The transitioning of Miley Cyrus

Miley Cyrus treats fans to a signature move Saturday at the Wells Fargo Center, joined onstage by a giant rapper puppet.
Miley Cyrus treats fans to a signature move Saturday at the Wells Fargo Center, joined onstage by a giant rapper puppet. (MICHAEL BRYANT / Staff Photographer)
Posted: August 05, 2014

The song Miley Cyrus sang on Saturday while astride a giant hot dog suspended from the rafters of the Wells Fargo Center is called "Someone Else."

It's the last cut on Bangerz, the 2013 album whose breakout singles "We Can't Stop" and "Wrecking Ball" were accompanied by outré videos making her the latest pop culture brat whose vulgar antics allegedly signal the end of civilization as we know it.

When Cyrus sang "I've turned into someone else," on Bangerz, she was surely referring to putting her child-star career as Hannah Montana behind her, as well as shutting the door on former fiance Liam Hemsworth. But Saturday in South Philadelphia, the now-21-year-old pop provocateur seemed to be alluding to another, ongoing transformation.

Sure, Cyrus played to outrageous type throughout the sold-out two-hour "Bangerz" tour show. She made her entrance sliding down a inflatable facsimile of her own tongue, twerked atop a gold-plated car in "4x4," and dropped so many f-bombs that even quick-handed moms weren't fast enough to cover their elementary-school daughters' ears.

And naturally, after being strapped into her hot dog by a dancer dressed as a mustard dispenser, she cracked, "You know what I'm going to miss most about the Bangerz tour? Riding this wiener every night."

But Cyrus wasn't merely brash and sophomoric during the show, rescheduled from April, when she was hospitalized after a severe reaction to medication. She was earnest in ardently praising Philadelphia, where she lived in the summer of 2012 while Hemsworth was shooting a movie. "I got a lot of clarity about who I wanted to be when I was here," she said, recalling buying her Doc Martens and doorknob earrings on South Street.

And she was also serious-minded when augmenting her own material - she performed all of Bangerz, plus two older hits, "Can't Be Tamed" and "Party in the U.S.A."-with a selection of covers designed to challenge her shrieking, adoring, almost entirely female audience.

That calmed-down segment began with the version of the Beatles' "Lucy in the Sky With Diamonds" she recently recorded with the Flaming Lips for the band's animal-shelter charity. It gave her an opportunity to talk about her recently deceased dog Floyd ("He loved me unconditionally, which is what we're supposed to do"), who was represented by a 50-foot canine statue that was on stage while Cyrus sang "Adore You."

On a provisional stage at the back of the arena, she sang the Smiths' "There Is a Light That Never Goes Out," Coldplay's "The Scientist," and "Jolene," by her godmother, Dolly Parton. Cyrus performed the last in a more than credible, irony-free country version, with a showbiz lifer's powerful vocal delivery, adding a few choice words and lewd gestures directed at the song's titular hussy.

Cyrus has been criticized for gauche behavior, from cartoonishly appropriating African American musical and dance forms to refusing to put that tongue back in her mouth. She's guilty as charged, but also to be credited with successfully (and loudly) conveying the jumbled confusion of youth in an often rude and usually entertaining manner.

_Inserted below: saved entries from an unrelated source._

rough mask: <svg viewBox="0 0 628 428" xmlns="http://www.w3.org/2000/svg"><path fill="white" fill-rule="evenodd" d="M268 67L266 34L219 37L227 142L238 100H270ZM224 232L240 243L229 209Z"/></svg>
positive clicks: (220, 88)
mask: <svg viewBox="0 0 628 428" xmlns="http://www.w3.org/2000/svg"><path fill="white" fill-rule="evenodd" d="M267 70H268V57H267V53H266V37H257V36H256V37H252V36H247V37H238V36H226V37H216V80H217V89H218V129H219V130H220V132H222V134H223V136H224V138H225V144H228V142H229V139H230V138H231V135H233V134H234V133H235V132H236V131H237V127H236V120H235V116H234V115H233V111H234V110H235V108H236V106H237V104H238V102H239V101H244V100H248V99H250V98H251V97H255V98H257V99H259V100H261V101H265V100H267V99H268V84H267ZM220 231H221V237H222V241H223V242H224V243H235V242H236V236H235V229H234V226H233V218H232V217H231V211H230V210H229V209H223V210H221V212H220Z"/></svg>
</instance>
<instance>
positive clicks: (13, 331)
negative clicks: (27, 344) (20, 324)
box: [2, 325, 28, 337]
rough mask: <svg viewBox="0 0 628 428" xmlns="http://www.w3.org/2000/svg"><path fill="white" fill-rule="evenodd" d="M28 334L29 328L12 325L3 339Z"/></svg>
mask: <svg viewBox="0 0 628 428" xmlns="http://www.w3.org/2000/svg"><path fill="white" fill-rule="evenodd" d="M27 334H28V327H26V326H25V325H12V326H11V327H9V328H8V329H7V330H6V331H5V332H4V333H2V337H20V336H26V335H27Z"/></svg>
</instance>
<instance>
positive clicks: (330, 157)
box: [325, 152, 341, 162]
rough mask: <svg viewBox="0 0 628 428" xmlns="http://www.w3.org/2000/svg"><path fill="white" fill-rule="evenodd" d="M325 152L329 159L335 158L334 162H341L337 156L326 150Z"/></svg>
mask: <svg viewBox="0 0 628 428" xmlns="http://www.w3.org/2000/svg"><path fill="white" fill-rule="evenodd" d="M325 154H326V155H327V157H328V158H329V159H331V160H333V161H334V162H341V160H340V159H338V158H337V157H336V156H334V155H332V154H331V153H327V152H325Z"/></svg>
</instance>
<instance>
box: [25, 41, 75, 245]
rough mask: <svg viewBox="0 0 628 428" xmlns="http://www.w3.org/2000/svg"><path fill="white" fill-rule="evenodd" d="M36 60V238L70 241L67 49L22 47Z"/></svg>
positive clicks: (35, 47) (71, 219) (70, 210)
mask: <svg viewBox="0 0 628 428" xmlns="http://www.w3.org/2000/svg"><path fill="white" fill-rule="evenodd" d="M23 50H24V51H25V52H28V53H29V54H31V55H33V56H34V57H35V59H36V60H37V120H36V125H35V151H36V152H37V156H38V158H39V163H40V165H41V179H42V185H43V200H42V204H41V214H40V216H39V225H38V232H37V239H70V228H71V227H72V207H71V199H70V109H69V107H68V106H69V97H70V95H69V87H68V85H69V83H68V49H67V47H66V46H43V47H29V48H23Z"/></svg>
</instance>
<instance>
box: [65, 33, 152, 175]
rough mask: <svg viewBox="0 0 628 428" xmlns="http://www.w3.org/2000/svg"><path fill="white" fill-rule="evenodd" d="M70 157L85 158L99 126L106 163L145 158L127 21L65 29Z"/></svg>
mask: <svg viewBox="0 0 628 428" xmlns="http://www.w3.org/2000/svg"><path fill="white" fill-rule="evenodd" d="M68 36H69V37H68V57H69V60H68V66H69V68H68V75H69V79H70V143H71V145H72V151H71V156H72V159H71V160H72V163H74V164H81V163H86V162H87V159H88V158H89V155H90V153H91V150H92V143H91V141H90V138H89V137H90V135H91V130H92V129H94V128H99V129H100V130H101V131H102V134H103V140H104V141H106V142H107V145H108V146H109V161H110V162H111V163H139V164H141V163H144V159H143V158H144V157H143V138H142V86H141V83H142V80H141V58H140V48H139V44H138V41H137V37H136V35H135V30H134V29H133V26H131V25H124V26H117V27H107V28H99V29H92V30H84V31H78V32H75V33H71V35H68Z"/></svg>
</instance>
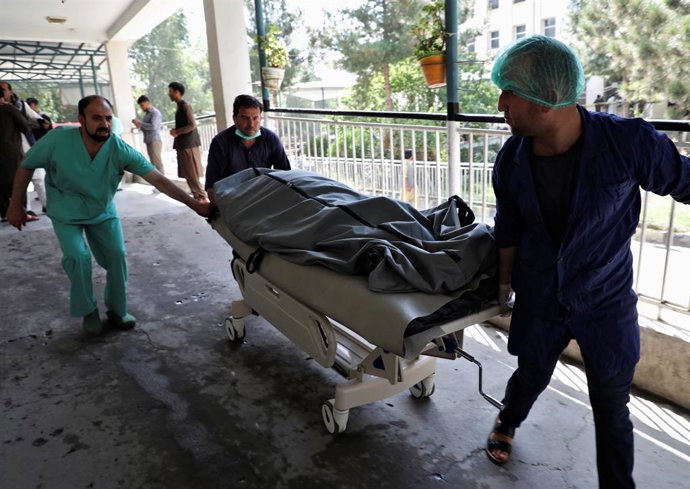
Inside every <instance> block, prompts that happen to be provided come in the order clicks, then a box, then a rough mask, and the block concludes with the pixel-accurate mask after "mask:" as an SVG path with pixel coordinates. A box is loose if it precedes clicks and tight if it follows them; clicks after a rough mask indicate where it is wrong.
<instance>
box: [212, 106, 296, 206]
mask: <svg viewBox="0 0 690 489" xmlns="http://www.w3.org/2000/svg"><path fill="white" fill-rule="evenodd" d="M262 110H263V106H262V105H261V102H259V101H258V100H257V99H256V98H255V97H252V96H251V95H238V96H237V97H236V98H235V101H234V102H233V104H232V120H233V122H234V125H232V126H230V127H229V128H227V129H225V130H223V131H221V132H219V133H218V134H217V135H216V137H214V138H213V141H211V147H210V148H209V152H208V164H207V166H206V185H205V187H206V192H208V197H209V199H210V200H211V203H212V204H213V205H215V204H216V200H215V197H216V196H215V194H214V193H213V184H214V183H216V182H217V181H218V180H222V179H223V178H225V177H228V176H230V175H233V174H235V173H237V172H239V171H242V170H246V169H247V168H275V169H277V170H289V169H290V161H289V160H288V157H287V155H286V154H285V148H284V147H283V143H281V142H280V139H279V138H278V135H277V134H275V133H274V132H273V131H271V130H269V129H267V128H265V127H263V126H262V125H261V112H262Z"/></svg>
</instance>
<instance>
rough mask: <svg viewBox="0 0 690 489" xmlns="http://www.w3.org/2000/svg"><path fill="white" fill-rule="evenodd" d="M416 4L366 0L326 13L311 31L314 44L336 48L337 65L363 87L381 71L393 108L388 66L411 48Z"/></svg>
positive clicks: (419, 3)
mask: <svg viewBox="0 0 690 489" xmlns="http://www.w3.org/2000/svg"><path fill="white" fill-rule="evenodd" d="M419 5H420V2H419V0H399V1H393V0H365V1H364V2H363V4H362V6H360V7H358V8H355V9H349V8H345V9H342V10H340V11H339V12H338V13H337V14H335V15H329V16H328V19H327V22H326V26H325V27H324V28H323V29H321V30H318V31H315V32H313V33H312V39H313V45H314V46H316V47H317V48H319V49H323V50H331V51H336V52H338V53H339V54H340V55H341V57H340V59H339V60H338V61H337V62H336V65H337V66H339V67H340V68H342V69H344V70H345V71H349V72H351V73H354V74H355V75H356V76H357V80H358V81H357V83H358V85H360V87H361V88H362V89H363V90H366V88H367V86H368V84H369V82H370V79H371V77H373V76H376V75H377V74H381V75H383V79H384V87H385V94H384V99H383V100H384V101H385V107H386V108H387V109H388V110H392V108H393V102H392V98H391V97H392V89H391V87H390V67H391V65H393V64H395V63H397V62H399V61H401V60H403V59H404V58H406V57H408V56H409V55H410V53H411V52H412V49H413V46H414V40H413V39H412V22H413V20H414V19H415V18H416V17H417V15H416V14H417V12H418V11H419V8H420V6H419Z"/></svg>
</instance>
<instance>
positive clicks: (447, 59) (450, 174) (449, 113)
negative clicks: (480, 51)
mask: <svg viewBox="0 0 690 489" xmlns="http://www.w3.org/2000/svg"><path fill="white" fill-rule="evenodd" d="M446 35H447V36H448V40H447V42H446V97H447V102H448V104H447V107H448V117H447V120H446V130H447V131H448V196H451V195H460V134H458V123H457V121H456V120H455V115H456V114H458V113H459V112H460V104H459V99H458V5H457V1H456V0H446Z"/></svg>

Her show is filled with well-crafted, catchy songs such as "#GetItRight" and "Rooting for My Baby." It's also funny, and doesn't come off nearly as preprogrammed and scripted as most arena spectacles. During "We Can't Stop," dancers were outfitted as hands holding lighters in the air; in the "Party in the U.S.A." finale, red-white-and-blue Miley was accompanied by helpers dressed as Abe Lincoln, the Liberty Bell, and Mount Rushmore.

Musically, it's a mishmash -hip-hop here, country there, a sideline in psych-rock performance art, plus Cyrus' favorite, the covers segment. But that eclecticism is just a broad representation of the new genre-jumping normal, and it's from a combination of those elements that she'll become a new "Someone Else." To paraphrase "We Can't Stop," it's her party and she can do what she wants.

Smart-mouthed Englishwoman Lily Allen opened, rap-singing pop feminist tunes from this year's disappointing Sheezus and 2009's It's Not Me, It's You. The satirical sophistication is targeted at a demographic a decade older than Cyrus', but the bouncy beats went over well with the crowd, who welcomed Allen as if she were a favorite aunt. "Thanks for being so nice to me," she said, sounding greatly relieved.